Radisson’s New Park Inn

I first saw the Park Inn from the rooftop lounge of the Tune Hotel – a shiny black rectangle, it stood out in Nairobi’s skyline. The Park Inn has its own rooftop lounge and bar – which is perhaps its best feature. But more of that later.

It is Nairobi’s newest hotel, having opened on 23rd May. Well, I can’t be sure of that – not the opening date, but whether it is actually the city’s newest hotel. Because new ones seem to be springing up all over the city like mushrooms on Viagra.

From the websites I gather that our Park Inn is an offspring of the Carlson Rezidor Hotel Group, which is one of the world’s largest hotel companies – with an expanding portfolio of more than 1,440 hotels in operation or under development. Its brands are many: Quorvus Collection, Radisson Blu, Radisson, Radisson RED, Park Plaza – and Park Inn by Radisson.

I looked at what the websites say about the Park Inn brand. They call it ‘upper midscale’. How about that for PR speak? I guess the key phrase is ‘moderate costs’. Does that mean moderate prices? I saw that the Park Inn here has an introductory offer of Ksh.12,000. I guess that positions it well in the mid-range of Nairobi Hotels.

Anyway, I thought I should go and have a look for myself. It was Sunday lunchtime. I was hungry. So I went first to the ground-floor and extraordinarily-named Live Inn Room Restaurant. By the way, the décor on the ground floor is all clean-cut and contemporary – with all things squared and pastel-shaded.

I went for the fish and chips. The menu calls it a ‘traditional’ dish. Now, that would be a good test, since I come from that part of Britain where a plate of fish and chips is certainly traditional – where the fish is crisply battered, the chips are rough-cut, the peas are mushy; they are spiced with salt and vinegar and, ideally, served on greaseproof paper or wrapped in yesterday’s soggy newspaper.

It brought back memories of Sunday family outings when I was a child. Our nearest seaside resort was Skegness. It is on the East coast, and its winds blow in off the cold North Sea. Its logo is a frolicking fisherman, fully clothed in oil-skins and thigh boots.
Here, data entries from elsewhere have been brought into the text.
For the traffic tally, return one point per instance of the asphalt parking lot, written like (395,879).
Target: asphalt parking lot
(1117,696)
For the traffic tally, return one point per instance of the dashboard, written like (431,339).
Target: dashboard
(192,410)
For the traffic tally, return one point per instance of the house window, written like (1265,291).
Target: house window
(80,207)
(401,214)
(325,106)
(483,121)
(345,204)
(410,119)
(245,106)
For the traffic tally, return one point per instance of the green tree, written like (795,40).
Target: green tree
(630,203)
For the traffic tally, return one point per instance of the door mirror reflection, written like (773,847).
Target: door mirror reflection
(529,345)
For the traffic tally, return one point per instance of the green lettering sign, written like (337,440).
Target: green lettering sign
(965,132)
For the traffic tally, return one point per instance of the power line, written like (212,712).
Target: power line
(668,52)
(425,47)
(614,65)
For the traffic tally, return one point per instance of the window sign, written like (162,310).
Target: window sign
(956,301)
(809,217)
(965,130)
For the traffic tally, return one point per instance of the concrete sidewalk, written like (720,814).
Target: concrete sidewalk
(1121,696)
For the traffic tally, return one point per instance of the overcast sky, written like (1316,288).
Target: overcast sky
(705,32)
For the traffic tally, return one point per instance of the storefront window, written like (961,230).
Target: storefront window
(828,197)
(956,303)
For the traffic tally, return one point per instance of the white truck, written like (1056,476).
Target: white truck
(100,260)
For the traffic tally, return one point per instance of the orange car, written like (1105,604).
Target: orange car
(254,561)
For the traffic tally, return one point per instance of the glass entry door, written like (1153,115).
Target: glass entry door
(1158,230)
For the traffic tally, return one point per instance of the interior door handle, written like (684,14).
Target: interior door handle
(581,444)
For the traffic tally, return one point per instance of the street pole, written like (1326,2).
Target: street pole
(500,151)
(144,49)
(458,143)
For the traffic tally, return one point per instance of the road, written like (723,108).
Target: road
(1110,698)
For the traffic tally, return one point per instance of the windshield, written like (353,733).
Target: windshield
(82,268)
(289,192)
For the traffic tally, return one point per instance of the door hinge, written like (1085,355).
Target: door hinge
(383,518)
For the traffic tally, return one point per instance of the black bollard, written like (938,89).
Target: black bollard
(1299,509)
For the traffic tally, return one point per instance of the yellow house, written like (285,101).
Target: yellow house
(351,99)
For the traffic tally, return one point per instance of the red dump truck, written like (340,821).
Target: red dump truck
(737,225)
Its motto is ‘Skegness is so bracing’. One memory is of sheltering from the rain in a doorway along the seafront, watching fish and chip papers float past along the flooded gutters.

But I digress… When the fish and chips came at Park Inn they were not so far off the British standard. They were even served on a small square of greaseproof paper, lining the plate. But I had to ask Angeline, the waitress, to get me some vinegar – which she smartly did. And then I indulged myself with a dessert of sticky toffee and date pudding.

It was time, then, to look at the rooms. Collins took me up and showed me, first, the standard room. It is OK, and what you would expect from an ‘upper midscale’ room. The bed is wide and firmly comfy. The bathroom (shower-room, rather) is neatly clean.

The amenities are a safe, complimentary bottled water, complimentary tea and coffee provisions, direct-dial telephone, flat-screen TV with an interactive entertainment system including pay-TV, free wireless high-speed internet, hair dryer, air conditioning unit, and a mini bar – stocked only on request. (It seems you can’t trust anyone these days!)

The website says the rooms are ‘trendy’. I guess they mean especially the rectangular neon-strip that surrounds the bedhead. Collins showed me how you can change its colour from blue to green to yellow to pink. No. No. It seems, to me, more suited to – trying to be polite – a courtesan’s boudoir. Maybe I am out of date with what makes for trendiness. I must be out of step, because I learn that the Park Inn won the Best New Hotel Construction & Design at the 2016 Africa Property Awards.

Collins then walked me across the corridor to show me one of the superior rooms. It was very much the same, except it had more space and two easy chairs, not one. And that would have been the end of my visit – and I would have missed something special.

Collins said, ‘I must show you the Attic Roof Top Bar’. So he pressed the Up button in the lift and we rose to the 11th floor. This is the jewel in the Park Inn crown; tastefully furnished in dark grey rattan chairs – offset with a large red painting on the grey wall. And the view of the city is amazing. Not a place for a Sunday lunch – but I will be back to enjoy it one evening soon.